A South Korean civic group which offered to provide anti-malarial supplies to North Korea said Monday the North has rejected the proposal to protest the South’s support of new U.N. sanctions against North Korea.
The rejection could complicate efforts by South Korea’s new liberal President Moon Jae-in to expand civilian exchanges with North Korea as a way to improve strained bilateral ties. All major cooperation programs between the rivals remain stalled amid an international standoff over North Korea’s nuclear and missile programs.
In late May, Moon’s government allowed the Seoul-based Korean Sharing Movement to contact North Korea. It was the South Korean government’s first approval of cross-border civilian exchanges since January 2016.
The civic group subsequently exchanged emails with North Korea and proposed to deliver anti-malarial items such as insecticides, diagnostic kits and mosquito repellant to North Korea this week, according to group official Hong Sang-young.
But North Korea told his organization on Monday that it won’t allow the visit because of U.N. sanctions against the North adopted last week that South Korea has vowed to implement, Hong said.

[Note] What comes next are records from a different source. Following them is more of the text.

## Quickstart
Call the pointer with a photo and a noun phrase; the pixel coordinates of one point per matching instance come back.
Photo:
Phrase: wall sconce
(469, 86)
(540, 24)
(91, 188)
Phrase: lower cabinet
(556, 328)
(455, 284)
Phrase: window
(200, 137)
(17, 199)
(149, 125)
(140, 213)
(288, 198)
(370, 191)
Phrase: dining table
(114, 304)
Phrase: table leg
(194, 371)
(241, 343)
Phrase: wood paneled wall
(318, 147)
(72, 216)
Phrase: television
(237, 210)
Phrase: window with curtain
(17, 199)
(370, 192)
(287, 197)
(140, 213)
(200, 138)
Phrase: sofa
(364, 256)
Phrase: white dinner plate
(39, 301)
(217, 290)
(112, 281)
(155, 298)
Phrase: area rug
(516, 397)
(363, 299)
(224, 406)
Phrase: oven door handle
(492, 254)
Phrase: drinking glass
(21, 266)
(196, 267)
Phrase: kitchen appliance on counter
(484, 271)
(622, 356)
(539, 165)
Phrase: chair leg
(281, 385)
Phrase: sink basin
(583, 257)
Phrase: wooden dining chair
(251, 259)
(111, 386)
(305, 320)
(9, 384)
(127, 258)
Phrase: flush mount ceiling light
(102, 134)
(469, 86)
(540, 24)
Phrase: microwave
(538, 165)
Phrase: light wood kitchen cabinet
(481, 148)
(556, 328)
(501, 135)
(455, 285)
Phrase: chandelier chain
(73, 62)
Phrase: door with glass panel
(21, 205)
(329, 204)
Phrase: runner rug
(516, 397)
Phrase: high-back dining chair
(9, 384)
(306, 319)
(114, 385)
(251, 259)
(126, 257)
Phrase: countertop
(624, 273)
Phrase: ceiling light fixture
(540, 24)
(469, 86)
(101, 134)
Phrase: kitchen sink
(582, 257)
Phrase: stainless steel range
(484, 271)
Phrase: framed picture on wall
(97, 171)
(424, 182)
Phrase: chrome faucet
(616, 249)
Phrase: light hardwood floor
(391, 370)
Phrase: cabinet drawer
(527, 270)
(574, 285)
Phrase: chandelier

Despite the lack of South Korean assistance, North Korea has in recent years reported declining cases of malaria thanks largely to anti-malarial aid programs by international organizations. According to World Health Organization records, North Korea had 21,850 malaria cases in 2012 and 7,010 in 2015.

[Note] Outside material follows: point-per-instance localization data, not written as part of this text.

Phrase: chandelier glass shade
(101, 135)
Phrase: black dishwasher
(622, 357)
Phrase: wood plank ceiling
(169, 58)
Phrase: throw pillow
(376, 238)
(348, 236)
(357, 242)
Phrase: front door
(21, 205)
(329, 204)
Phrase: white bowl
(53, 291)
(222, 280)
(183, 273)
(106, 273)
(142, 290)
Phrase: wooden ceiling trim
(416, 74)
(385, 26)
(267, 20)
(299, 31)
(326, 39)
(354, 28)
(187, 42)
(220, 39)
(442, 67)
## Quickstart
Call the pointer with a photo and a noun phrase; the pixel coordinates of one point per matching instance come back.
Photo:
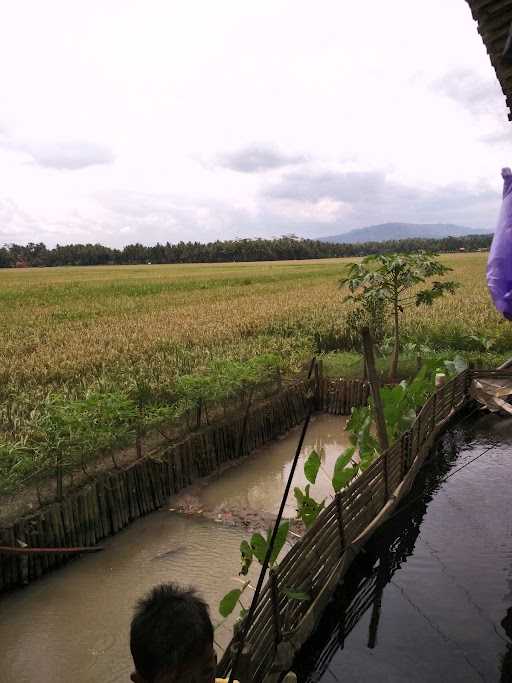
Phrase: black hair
(171, 627)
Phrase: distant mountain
(402, 231)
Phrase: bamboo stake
(382, 434)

The U.N. Security Council voted unanimously last Friday to add 15 individuals and four entities linked to North Korea’s nuclear and missile programs to a U.N. sanctions blacklist. It is unclear how much the new U.N. sanctions will hurt North Korea, which is already under multiple rounds of U.N. and other international sanctions.
Since Moon’s May 10 inauguration, North Korea has test-fired three ballistic missiles in an apparent show of its resolve to expand its weapons arsenal to cope with what it calls U.S. hostility. Moon’s government has said it will consider expanding civilian exchanges with North Korea, while sternly dealing with its missile and other weapons tests.
North Korea is pushing hard to build a nuclear-tipped missile that can reach the continental United States.